Отсутствие причинно-следственных связей делает всякое событие равно возможным, и, следовательно, более ничто не предсказуемо. Факты и доводы, которые должны были бы удивить всякого, не вызывают никакой реакции со стороны собеседника. Напротив, абсолютно банальный факт может вызвать сильнейшее удивление.
Иван Иванович. Я вчера Кольку встретил!
Мамаша. Да что Вы-ы-ы?
Иван Иванович. Да, да. Встретил, встретил. Смотрю, Колька идет и яблоки несет. Что, говорю, купил? Да, говорит, купил. Потом взял и дальше пошел.
Папаша. Скажите пожалуйста-а-а-а-а!10
Мамаша и Папаша прежде были не знакомы с Иваном Ивановичем, а значит, у них не может быть общего знакомого Кольки. Здесь наблюдается нарушение еще одного постулата нормальной коммуникации — постулата об общей памяти. Без этой общей памяти требуется объяснить контекст каждой фразы, что сводит на нет ее информативность.

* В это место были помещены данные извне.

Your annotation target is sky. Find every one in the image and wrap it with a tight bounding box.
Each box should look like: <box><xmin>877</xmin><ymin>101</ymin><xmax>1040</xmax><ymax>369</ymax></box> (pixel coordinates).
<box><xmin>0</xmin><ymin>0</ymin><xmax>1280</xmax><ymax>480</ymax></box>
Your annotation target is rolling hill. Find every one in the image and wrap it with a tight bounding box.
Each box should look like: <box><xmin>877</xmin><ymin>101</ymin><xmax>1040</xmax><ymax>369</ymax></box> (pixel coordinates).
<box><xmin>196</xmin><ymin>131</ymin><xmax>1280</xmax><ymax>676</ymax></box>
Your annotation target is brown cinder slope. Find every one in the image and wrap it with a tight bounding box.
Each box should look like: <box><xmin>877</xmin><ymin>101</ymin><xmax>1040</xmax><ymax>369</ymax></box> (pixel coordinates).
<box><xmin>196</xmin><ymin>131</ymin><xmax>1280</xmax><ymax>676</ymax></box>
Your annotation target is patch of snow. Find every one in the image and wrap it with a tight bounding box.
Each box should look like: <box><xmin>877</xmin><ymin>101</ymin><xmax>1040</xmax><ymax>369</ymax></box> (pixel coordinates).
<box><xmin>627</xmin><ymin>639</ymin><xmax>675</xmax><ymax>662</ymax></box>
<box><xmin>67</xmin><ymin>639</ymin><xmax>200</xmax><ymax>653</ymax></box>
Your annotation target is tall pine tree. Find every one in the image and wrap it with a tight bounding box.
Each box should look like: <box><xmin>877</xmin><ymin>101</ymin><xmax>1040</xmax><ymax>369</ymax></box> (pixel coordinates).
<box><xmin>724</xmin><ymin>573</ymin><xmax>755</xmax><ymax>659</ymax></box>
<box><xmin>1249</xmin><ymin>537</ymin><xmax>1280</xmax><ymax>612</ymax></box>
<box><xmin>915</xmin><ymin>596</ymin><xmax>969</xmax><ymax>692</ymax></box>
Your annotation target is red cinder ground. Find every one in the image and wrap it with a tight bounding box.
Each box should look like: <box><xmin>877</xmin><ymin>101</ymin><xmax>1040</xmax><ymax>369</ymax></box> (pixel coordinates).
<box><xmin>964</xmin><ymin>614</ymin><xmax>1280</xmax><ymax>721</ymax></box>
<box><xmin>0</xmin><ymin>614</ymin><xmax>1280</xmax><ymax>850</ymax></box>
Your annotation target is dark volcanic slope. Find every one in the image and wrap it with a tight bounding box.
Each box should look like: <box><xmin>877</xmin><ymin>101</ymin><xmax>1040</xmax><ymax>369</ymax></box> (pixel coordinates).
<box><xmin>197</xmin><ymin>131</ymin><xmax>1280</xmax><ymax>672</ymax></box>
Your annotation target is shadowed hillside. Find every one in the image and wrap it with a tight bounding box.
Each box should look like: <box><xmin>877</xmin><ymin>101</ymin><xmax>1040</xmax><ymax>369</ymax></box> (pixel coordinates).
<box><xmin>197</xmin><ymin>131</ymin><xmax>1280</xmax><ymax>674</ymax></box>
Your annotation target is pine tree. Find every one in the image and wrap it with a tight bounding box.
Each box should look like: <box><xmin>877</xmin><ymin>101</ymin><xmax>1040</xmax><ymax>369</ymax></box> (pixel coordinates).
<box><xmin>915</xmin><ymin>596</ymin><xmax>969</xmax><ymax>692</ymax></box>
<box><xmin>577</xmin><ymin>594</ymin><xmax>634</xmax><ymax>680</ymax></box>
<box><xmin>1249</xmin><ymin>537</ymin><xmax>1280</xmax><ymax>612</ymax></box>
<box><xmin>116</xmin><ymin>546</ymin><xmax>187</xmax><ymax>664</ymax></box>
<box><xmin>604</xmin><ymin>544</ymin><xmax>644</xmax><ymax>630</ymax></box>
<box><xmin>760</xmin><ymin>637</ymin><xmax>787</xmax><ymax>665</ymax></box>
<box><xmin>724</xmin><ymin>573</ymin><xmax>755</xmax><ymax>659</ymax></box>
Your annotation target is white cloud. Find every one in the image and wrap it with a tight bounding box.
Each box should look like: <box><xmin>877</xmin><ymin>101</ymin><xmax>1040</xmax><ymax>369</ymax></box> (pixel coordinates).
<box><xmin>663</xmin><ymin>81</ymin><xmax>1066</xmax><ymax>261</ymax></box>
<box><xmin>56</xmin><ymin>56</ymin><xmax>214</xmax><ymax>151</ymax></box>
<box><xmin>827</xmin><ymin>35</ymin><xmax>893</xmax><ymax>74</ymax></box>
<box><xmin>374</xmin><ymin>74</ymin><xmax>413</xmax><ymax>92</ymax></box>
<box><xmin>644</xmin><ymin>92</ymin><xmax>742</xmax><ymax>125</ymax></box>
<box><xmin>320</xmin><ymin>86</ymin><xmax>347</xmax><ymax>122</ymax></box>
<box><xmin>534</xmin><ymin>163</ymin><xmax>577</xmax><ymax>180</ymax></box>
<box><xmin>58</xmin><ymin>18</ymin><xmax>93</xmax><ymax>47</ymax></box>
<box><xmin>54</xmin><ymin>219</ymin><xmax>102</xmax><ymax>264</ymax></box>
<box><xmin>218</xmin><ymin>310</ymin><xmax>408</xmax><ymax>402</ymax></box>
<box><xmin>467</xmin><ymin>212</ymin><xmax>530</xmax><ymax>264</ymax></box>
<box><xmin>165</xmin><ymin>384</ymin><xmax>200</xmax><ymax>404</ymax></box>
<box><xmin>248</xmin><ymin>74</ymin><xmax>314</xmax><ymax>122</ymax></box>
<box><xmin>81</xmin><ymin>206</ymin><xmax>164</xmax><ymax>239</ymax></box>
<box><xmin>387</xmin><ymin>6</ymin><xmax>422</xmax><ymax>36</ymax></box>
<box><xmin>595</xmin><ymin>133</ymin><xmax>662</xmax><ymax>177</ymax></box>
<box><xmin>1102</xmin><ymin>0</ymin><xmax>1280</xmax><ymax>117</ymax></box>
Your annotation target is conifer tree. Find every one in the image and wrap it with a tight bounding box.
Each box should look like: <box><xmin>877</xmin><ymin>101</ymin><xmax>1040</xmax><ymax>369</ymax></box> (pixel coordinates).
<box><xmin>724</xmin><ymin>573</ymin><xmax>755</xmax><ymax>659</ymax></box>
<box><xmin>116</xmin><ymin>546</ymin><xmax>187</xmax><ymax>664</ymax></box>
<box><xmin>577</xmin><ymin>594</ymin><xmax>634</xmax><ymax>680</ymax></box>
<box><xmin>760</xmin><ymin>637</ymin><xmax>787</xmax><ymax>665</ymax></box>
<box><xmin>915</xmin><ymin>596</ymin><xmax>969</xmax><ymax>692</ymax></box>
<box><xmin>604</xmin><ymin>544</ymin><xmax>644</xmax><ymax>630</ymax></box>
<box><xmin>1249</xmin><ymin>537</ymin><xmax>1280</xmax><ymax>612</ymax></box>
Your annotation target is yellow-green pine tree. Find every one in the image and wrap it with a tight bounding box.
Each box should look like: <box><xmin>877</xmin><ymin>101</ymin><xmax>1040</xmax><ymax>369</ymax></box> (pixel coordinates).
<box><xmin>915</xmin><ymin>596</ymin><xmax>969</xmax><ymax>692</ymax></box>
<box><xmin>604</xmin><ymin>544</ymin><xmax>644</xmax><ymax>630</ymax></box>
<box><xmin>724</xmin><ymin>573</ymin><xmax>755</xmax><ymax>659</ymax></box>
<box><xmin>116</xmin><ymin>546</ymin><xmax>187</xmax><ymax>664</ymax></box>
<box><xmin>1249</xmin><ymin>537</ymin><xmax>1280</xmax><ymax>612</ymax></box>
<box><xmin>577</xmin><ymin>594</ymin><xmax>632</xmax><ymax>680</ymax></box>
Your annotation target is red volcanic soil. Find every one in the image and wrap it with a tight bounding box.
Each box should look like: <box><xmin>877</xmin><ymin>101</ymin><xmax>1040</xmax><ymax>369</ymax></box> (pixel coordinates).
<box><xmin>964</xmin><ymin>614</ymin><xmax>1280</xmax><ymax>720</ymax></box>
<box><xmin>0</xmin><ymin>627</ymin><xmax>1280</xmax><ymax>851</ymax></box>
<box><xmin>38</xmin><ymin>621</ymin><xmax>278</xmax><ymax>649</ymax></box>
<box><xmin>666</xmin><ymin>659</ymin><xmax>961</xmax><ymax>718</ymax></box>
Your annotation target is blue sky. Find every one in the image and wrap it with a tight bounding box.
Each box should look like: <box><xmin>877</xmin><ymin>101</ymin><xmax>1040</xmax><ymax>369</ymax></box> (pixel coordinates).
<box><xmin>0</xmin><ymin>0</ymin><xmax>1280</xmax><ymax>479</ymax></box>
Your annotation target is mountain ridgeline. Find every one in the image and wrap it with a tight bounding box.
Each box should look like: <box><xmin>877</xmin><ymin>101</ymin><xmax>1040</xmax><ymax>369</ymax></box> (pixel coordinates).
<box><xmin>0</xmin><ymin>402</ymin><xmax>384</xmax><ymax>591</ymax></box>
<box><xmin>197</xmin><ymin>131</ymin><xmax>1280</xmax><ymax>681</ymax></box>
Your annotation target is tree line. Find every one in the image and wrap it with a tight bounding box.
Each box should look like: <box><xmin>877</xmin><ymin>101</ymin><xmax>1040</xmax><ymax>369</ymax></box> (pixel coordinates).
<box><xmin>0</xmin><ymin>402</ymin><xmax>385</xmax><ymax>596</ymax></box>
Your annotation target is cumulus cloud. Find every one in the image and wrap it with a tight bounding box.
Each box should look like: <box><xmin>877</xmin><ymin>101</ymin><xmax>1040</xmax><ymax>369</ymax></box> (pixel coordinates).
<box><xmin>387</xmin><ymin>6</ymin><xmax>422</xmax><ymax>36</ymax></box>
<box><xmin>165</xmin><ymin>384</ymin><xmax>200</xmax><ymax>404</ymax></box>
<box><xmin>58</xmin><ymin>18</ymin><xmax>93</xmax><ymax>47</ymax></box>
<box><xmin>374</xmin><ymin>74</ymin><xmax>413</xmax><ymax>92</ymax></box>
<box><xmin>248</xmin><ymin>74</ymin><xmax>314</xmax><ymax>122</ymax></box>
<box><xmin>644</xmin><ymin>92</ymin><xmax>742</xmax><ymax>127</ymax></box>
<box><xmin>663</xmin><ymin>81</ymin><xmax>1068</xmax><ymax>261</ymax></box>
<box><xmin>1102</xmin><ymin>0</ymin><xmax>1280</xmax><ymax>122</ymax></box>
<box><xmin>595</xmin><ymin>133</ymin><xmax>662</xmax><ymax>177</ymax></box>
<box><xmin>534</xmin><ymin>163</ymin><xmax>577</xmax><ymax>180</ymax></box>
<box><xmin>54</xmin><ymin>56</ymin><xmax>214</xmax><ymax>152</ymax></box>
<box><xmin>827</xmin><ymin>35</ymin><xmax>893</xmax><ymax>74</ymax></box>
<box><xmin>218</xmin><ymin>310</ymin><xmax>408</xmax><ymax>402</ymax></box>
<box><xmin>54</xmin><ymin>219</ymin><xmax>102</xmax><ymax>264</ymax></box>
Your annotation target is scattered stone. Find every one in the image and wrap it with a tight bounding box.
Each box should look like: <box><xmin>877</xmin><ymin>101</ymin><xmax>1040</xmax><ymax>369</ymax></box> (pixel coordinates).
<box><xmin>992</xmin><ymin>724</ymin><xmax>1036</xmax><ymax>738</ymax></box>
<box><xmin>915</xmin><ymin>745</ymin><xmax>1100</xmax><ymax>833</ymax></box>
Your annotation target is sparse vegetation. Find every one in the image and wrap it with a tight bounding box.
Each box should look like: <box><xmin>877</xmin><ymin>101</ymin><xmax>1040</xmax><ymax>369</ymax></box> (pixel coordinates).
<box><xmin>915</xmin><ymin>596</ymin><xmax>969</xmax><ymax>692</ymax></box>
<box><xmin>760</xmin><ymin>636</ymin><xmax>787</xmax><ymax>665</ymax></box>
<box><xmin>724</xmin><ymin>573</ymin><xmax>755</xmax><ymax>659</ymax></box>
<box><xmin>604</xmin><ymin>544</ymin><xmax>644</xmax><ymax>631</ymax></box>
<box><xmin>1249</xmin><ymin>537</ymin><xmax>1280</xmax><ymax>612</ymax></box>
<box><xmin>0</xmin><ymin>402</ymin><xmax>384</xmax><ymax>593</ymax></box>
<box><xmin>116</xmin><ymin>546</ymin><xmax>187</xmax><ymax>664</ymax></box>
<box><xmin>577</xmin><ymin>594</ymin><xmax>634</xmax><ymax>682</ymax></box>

Редупликация (удвоение) выступает как средство варьирования лексического значения, выражая интенсивность, дробность, уменьшительность и т. п. Предельным случаем редупликации является повтор. Повтор выполняет определенные функции, например, значение усиления, интенсивности признака. Когда же он не передает никаких специальных функций, он становится парадоксальным явлением. Повтор (дословный, синонимический и др.) — общепринятое средство создания связности текста в процессе его коммуникативного развертывания. В абсурдистских текстах принципиально иное его предназначение: повтор не работает на связность, и текст как бы останавливается в своем развитии, буксует на месте. Отсюда и парадокс: вместо динамики — статика. Прием подобного «заикания», торможения текста в пьесе:
Иван Иванович и Петр Николаевич (вбегая).
Где, где, где. Елизавета Бам, Елизавета Бам, Елизавета Бам.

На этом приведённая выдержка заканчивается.